Grouch understands the following major classes of data types:

  * atomic types: anything with a distinct Python type object can
    be an atomic type in Grouch, but they're intended for types with
    a single, atomic value.  The built-in types int, string, and float
    are obvious candidates (and in fact these are present as atomic
    types by default in any Grouch schema, along with long and complex).
    You can use other built-in types (e.g. file, function) as atomic
    types, or any extension type.  For example, if you use the
    mx.DateTime module, you might add DateTime as an atomic type, so
    you can declare variables as being of type DateTime and have Grouch
    enforce that requirement.

    Examples:
      "string" denotes a string variable
      "int" denotes an integer variable
      "DateTime" denotes a DateTime variable; this only works if you
        have explicitly added an atomic type called "DateTime" to your
        schema

  * container types: Python's built-in list, dictionary, set, and
    tuple types.  (Classes that act like lists, dictionaries, and tuples
    are "instance-container" types, and I haven't yet decided what to do
    about the type-class unification in Python 2.2.)
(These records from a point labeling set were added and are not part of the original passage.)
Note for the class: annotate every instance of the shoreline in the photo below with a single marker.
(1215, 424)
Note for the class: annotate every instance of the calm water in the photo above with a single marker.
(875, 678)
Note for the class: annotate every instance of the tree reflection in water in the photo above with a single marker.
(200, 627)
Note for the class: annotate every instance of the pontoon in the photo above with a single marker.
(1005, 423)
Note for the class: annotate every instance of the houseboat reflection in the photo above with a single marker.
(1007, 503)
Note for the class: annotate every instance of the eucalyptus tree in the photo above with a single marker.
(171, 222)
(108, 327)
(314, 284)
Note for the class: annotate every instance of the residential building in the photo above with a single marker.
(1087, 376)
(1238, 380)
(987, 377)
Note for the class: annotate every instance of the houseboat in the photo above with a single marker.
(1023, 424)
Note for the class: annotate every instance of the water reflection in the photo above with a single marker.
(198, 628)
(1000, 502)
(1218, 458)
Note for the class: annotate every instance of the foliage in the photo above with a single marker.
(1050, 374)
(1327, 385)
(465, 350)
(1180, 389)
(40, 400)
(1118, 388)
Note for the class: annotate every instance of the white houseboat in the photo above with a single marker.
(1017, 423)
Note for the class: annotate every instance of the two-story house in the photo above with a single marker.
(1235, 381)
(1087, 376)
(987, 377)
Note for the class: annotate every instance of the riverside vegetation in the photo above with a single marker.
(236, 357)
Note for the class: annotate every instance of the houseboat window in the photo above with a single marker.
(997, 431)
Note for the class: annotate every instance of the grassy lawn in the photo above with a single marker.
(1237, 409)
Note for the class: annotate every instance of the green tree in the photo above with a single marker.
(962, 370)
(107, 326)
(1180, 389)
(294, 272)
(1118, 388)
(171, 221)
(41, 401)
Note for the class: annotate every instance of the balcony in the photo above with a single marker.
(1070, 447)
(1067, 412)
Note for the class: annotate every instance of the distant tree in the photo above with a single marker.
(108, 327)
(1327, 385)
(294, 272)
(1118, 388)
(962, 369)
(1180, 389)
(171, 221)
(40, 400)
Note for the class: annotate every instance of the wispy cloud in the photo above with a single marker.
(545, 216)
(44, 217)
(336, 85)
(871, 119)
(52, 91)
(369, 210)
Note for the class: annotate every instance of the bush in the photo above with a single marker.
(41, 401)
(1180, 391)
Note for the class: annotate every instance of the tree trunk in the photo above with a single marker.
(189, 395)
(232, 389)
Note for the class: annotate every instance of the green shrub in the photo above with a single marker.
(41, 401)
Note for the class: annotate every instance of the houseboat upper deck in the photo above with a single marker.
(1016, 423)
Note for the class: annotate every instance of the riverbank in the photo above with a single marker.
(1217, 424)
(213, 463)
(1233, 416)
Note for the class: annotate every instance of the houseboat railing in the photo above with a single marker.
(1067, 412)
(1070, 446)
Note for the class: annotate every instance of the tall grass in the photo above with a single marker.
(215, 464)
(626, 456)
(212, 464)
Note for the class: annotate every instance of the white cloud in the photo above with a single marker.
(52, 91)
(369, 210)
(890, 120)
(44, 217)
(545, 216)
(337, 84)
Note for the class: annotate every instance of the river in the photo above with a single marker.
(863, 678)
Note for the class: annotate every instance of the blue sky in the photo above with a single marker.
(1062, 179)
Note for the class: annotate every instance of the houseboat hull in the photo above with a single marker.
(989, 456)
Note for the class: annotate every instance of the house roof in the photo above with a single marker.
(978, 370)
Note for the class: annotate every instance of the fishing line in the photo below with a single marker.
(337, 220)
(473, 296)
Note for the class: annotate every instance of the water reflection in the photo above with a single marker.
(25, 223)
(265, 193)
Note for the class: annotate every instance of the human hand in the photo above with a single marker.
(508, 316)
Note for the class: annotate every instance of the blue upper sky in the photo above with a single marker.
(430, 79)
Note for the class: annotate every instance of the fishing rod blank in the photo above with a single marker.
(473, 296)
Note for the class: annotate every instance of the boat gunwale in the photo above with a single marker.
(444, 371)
    Grouch enforces fairly stringent rules for container types:
      - lists must be homogenous, i.e. all elements of the same
        type, and may be of any length
        Examples:
          "[string]" denotes a list of strings
          "[int|long]" denotes a list of either ints or longs
            (a union type; see below)
          "[any]" denotes a list of anything (ie., no enforcement)
            (see below for "any" types)

      - dictionaries must be separately homogenous: all keys must
        be of the same type, and all values must be of the same type.
        (Incidentally, Grouch knows nothing about which types are
        hashable and allowed to be dictionary keys; that's enforced by
        Python at run-time.)  The key type and value type are specified
        separately.
        
        Examples:
          "{ string : int }" denotes a dictionary mapping strings to ints
          "{string : int|long} denotes a dictionary mapping strings
            to either ints or longs
          "{long : [string]} denotes a dictionary mapping longs to
            lists of strings

      - tuples are hetergenous (mixed-type) but fixed in size, and each
        "slot" is fixed in type.

        Examples:
          "(int,)" denotes a tuple containing exactly one integer
          "(string, string)" denotes a pair of strings
          "([int|long], string, int)" denotes a triple:
            list of (int or long), string, int

        Tuple types have one exception to this rule: if a tuple type is
        "extended", then the rules change for its last slot: for
        example, the extended tuple type "(string, int*)" denotes a
        tuple with exactly one string followed by zero or more ints.
        The following are all valid values of this type:
          ("foo", 3)
          ("foo", 3, 1)
          ("foo", 2, 5, 1, 6, 2, 1, 4, 5, 1, 15, 6, 2, 5)
          ("foo",)
        
        This is mainly used for tuples that act like lists, eg. if you
        want a list of strings to be usable as a dictionary key, you
        code it as a tuple of strings instead (lists aren't hashable).
        This practice is incompatible with Grouch's basic tuple
        definition, so extended tuples are provided as an escape
        mechanism.

      - set must be homogenous, i.e. all elements of the same
        type.

        Examples:

          "{string}" denotes a set of strings
          "{int|long}" denotes a set of either ints or longs
            (a union type; see below)
          "{any}" denotes a set of anything (ie., no enforcement)
            (see below for "any" types)

    Note that "of the same type" refers to Grouch types, not Python
    types.  For example, if a variable is declared "[int|long]",
    each element is checked separately to make sure it is either
    an int or a long; [1, 2L, 3] is a valid value of the type
    "[int|long]".  (Again, union types are described below.)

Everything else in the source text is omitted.